Updated on September 18, 2022

Comments

  • Stefan
    Stefan over 1 year

    According to the man page for ls, ls -U means:

    do not sort; list entries in directory order.

    What does "directory order" mean, and how is it determined?

    The following test (executed on an ext3 file system), shows that it is not the order in which the files were created:

    root@sv1010vm0007:/tmp# mkdir test
    root@sv1010vm0007:/tmp# touch test/2
    root@sv1010vm0007:/tmp# touch test/1
    root@sv1010vm0007:/tmp# touch test/3
    root@sv1010vm0007:/tmp# ls -U test
    2  3  1
    
  • LawrenceC
    LawrenceC almost 13 years
    There are scheduling/caching algorithms in the kernel and filesystem drivers that influence when exactly data is written to disk. This is done to increase performance. Because of this optimization you can't really tell exactly when writes will happen. Also, old inodes in filesystems might be reused so new files can appear in directory slots where old files were. So the order of creation isn't necessary "directory order."
  • Alen Milakovic
    Alen Milakovic almost 13 years
    @Bruce: So, what are the contents of this "directory" file exactly?
  • Admin
    Admin almost 13 years
    Traditionally, something very much like struct dirent, which I find defined in /usr/include/bits/dirent.h on a RHEL box, and on a Slackware 11.0 box.
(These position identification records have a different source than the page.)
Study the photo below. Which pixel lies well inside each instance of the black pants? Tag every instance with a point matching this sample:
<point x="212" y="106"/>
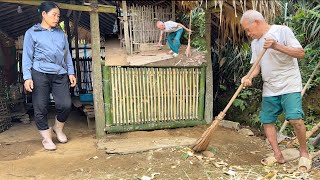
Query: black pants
<point x="43" y="84"/>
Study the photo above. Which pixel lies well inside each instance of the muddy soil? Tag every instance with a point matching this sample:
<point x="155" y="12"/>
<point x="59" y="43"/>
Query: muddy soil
<point x="23" y="157"/>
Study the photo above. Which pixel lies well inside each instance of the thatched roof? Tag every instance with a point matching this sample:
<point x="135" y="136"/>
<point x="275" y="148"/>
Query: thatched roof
<point x="227" y="14"/>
Both of those machines refuse to open() a directory directly. I know that I used to do things like "cat . > dot.as.file" to convert a directory to a regular file, the last time I did it for sure was Solaris 8, I think. Basically, struct dirent contains an inode (a number), a record length, a name length, and a string, which as I recall, may or may not be ASCII-Nul terminated.
  • Alen Milakovic
    Alen Milakovic almost 13 years
    @Bruce: Ok. And this C struct manages to get all the information about the files and subdirectories it contains into those fields?
  • Admin
    Admin almost 13 years
    A directory in filesystems like ext2, or BSD FFS or the original Unix filesystem, just contained a list of inode numbers and corresponding file names. Invoking "ls" without arguments just earned you a list of file names. If you did "ls -l", "ls" itself would look up every file name by doing a stat(2) system call on the file name, and from the struct stat, get permissions, size, "file type", etc. So, no, a directory file doesn't have all the information, just a list of names.
  • Gilles 'SO- stop being evil'
    Gilles 'SO- stop being evil' almost 13 years
    @Bruce: ext3/ext4 (with the dir_index option) also uses a B-tree variant to store directories. Several unices, including (at least some versions of) Solaris and *BSD, have opendir(3) call open(2), but on Linux, as far as I can remember, open(2) has refused to open directories.
  • Alen Milakovic
    Alen Milakovic almost 13 years
    @Bruce: thanks for the explanation. One often forgets what details goes into these low level implementations.
  • jlliagre
    jlliagre almost 13 years
    @ultrasawblade: Not sure why you wrote that as a comment to my own reply instead of a reply by itself or whatever.
  • Villemoes
    Villemoes over 11 years
    @Gilles: It is not a problem to open(2) a directory, so long as one only uses O_RDONLY. This can be useful to get an fd which can be passed to the *at function family (openat, fstatat etc.). But read(2) on that fd will fail with EISDIR.
  • Martin Dorey
    Martin Dorey about 11 years
    ext2.sourceforge.net/2005-ols/paper-html/node3.html explains that the dir_index feature hashes the file name and a file system-specific secret. dump2efs includes dir_index in its Filesystem features line if the feature is enabled.
  • G-Man Says 'Reinstate Monica'
    G-Man Says 'Reinstate Monica' almost 9 years
    @ultrasawblade: Strictly speaking, "old inodes [being] reused" has nothing to do with reuse of old directory slots.  This can happen whenever old directory entries are unlinked; if they are all hard links, this needn't result in inodes being deallocated.
  • flygge
    flygge over 3 years
    The best way to think about "directory order" is really "the most efficient order in which to list the files". This order will differ depending a wide variety of factors and should not be relied upon without specific guarantees from the filesystem you are using.